Data leakage	An organization faces challenges in exposing sensitive information.
Dense Passage Retrieval (DPR)	A set of tools that fetches relevant passages with respect to the question asked based on the similarity between the high-quality, low-dimensional continuous representation of passages and questions.
Facebook AI Similarity Search (Faiss)	It is a library developed by Facebook AI Research that offers efficient algorithms for searching through large collections of high-dimensional vectors.
Faiss index	A data structure that facilitates efficient similarities between vector searches.
Few-shot prompt	A technique where the model provides a small number of examples, usually between two and five, to adapt new examples from the previous objects.
Fine-tuning	A supervised process that optimizes the initially trained GPT model for specific tasks, like QA classification.
Generative pre-trained transformer (GPT)	A self-supervised model that involves training a decoder to predict the subsequent token or word in a sequence.
GitHub	A developer platform to create, store, manage, and share codes.
Graphic processing unit (GPU)	A process that helps to render graphic smoothly.
Hugging Face	Platform that offers an open-source library with pretrained models and tools to streamline the process of training and fine-tuning generative AI models.
In-Context learning	A technique in which task demonstrations are integrated into the prompt in a natural language format.
LangChain	An open-source interface that simplifies the application development process using LLMs. It facilitates a structured way to integrate language models into various use cases, including natural language processing or NLP and data retrieval.
LangChain-Core	A LangChain Expression Language and is the base for abstractions.
LangChain chains	Sequences of calls
Language model	A model that predicts words by analyzing the previous text, where context length acts as a hyperparameter.
Large language models (LLMs)	Foundation models that use AI and deep learning with vast data sets to generate text, translate languages, and create various types of content. They are called large language models due to the size of the training data set and the number of parameters.

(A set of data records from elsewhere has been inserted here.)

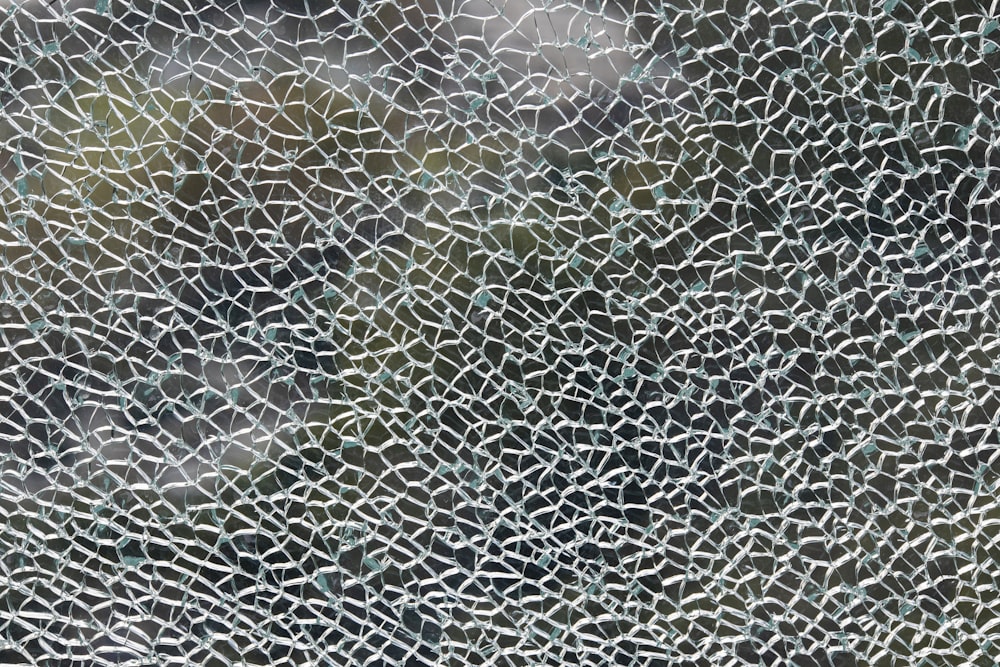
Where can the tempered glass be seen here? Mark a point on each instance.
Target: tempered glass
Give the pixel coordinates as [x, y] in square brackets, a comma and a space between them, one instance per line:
[516, 332]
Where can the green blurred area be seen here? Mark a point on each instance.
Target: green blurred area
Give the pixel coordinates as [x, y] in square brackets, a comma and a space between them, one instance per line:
[770, 430]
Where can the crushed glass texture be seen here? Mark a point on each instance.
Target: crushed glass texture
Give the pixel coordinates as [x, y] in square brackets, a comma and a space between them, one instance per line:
[524, 332]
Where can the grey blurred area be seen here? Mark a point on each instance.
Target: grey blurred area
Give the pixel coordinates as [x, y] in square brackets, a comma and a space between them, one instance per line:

Machine learning	Machine learning is a data analysis method for automating analytical model building.
Model inference	In machine learning, model inference refers to the operationalization of a trained ML model.
Natural language processing (NLP)	The subfield of artificial intelligence (AI) that deals with the interaction of computers and humans in human language. It involves creating algorithms and models that will help computers understand and comprehend human language and generate contextually relevant text in human language.
Prompt engineering	A process of creating effective prompts to enable AI models to generate responses based on the given inputs.
Prompt template	A predefined structure or a format that can be filled with specific content to generate prompts.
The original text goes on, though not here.